海と山に囲まれたその町で、碧の家は老舗旅館を営んでいた。
この町では家業を手伝うと成績に加算されるので、碧もその例にもれず旅館の仕事を手伝っている。
旅館には長期の滞在者もおり、その一人が都からやってきたヨクという風の研究者だ。ヨクは気難しく、仲居たちは苦手としていたけれど、物をよく知っており時々話し相手もしてくれるので碧は懐いていた。夜、日が落ちてから中庭でぽつりぽつりと、学校での出来事を語ったり、ヨクの子どもの頃の話しなどを聞くのが好きだった この風の町には伝説がある。
この町には風を自在に操り空を飛ぶことができた先住民がいたというのだ。
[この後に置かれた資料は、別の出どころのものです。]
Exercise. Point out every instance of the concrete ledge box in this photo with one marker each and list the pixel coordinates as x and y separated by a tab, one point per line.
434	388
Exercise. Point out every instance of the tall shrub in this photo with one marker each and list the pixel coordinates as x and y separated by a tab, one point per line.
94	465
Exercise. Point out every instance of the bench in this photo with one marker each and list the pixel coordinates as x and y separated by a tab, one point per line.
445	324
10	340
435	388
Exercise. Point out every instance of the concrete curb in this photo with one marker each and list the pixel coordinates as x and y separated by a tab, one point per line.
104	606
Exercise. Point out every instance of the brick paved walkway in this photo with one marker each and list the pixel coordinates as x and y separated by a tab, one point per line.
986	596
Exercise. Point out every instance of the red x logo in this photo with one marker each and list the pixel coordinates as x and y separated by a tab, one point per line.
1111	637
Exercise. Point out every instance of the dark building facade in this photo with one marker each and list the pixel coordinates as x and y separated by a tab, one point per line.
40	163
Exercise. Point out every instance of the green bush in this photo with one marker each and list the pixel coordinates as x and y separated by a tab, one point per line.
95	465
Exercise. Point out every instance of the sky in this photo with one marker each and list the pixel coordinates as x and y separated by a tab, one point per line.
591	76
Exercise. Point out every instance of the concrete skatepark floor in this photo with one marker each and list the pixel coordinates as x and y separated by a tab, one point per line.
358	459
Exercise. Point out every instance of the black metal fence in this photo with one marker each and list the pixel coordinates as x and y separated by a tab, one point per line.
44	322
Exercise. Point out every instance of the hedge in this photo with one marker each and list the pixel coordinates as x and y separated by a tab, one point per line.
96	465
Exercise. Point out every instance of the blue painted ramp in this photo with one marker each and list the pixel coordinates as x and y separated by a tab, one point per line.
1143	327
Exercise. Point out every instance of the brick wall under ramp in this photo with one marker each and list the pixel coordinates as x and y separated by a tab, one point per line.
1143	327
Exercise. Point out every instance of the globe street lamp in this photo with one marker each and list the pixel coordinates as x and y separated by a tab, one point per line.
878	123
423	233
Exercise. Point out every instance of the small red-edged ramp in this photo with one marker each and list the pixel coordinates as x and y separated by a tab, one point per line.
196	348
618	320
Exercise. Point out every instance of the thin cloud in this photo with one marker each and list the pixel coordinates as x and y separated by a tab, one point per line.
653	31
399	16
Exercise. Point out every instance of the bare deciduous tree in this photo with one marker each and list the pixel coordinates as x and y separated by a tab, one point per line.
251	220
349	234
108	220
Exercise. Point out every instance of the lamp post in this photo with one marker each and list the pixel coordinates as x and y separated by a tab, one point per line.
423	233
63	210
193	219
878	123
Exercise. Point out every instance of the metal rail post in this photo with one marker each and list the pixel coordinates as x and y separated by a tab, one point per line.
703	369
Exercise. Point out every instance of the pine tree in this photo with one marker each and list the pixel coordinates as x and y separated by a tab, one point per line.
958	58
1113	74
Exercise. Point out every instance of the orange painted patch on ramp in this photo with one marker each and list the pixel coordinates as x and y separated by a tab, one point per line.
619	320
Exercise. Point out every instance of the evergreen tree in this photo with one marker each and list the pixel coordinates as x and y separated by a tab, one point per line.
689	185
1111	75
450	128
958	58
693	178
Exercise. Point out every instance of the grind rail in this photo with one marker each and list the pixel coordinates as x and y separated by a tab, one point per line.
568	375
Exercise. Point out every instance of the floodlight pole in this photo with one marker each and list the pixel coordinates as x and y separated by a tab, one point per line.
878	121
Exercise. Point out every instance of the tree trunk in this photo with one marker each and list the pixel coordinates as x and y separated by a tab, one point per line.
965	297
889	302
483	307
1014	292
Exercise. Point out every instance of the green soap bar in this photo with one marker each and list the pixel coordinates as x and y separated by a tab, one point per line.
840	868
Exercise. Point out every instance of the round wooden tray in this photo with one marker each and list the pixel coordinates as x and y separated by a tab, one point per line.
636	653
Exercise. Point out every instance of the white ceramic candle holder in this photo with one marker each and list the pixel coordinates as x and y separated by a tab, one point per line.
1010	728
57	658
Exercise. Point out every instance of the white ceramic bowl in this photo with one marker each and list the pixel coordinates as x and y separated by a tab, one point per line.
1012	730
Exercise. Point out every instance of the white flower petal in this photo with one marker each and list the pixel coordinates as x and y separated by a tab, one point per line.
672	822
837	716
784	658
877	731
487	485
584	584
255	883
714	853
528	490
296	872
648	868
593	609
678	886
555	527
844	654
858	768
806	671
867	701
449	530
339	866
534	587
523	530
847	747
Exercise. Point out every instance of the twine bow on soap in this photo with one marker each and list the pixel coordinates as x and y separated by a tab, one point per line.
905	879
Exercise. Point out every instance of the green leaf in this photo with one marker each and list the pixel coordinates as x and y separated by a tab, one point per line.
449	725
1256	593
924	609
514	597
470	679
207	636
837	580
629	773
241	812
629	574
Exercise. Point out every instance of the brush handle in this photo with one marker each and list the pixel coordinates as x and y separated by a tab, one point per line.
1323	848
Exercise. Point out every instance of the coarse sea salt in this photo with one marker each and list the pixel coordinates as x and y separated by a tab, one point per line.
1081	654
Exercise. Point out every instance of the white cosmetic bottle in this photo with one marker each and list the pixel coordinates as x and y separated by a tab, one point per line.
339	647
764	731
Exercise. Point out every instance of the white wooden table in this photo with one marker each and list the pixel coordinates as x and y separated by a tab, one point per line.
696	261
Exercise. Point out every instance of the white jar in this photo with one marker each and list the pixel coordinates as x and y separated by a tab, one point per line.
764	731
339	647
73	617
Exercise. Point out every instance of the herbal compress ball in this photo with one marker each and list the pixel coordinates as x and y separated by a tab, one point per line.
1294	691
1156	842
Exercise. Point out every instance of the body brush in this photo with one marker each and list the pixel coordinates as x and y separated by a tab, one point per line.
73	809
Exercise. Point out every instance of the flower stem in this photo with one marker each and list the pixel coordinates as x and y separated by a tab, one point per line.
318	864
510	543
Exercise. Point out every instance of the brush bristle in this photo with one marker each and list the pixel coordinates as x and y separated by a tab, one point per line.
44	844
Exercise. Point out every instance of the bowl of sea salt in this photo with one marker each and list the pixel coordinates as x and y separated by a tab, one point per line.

確固たる物証がないため、史実には残っていないけれど、伝説として町に語り継がれていた。
碧の住む町はその名の通り、よく風が通る町だったため、山の稜線には三枚羽根の風車が建っている。それは発電のために建てられたのだと言われていた。が、そこには闇に隠れ、怪しい男たちが出入りしていた。
これは発電のために建てられた風車ではない
その矢先、碧は生まれて初めて風車が三日続けて止まっているのを目にする。
風の町に迫る危機の中で、碧はどんな道を選ぶのか。
ヨクの正体は?
ここではないどこかの町の長編ファンタジー小説。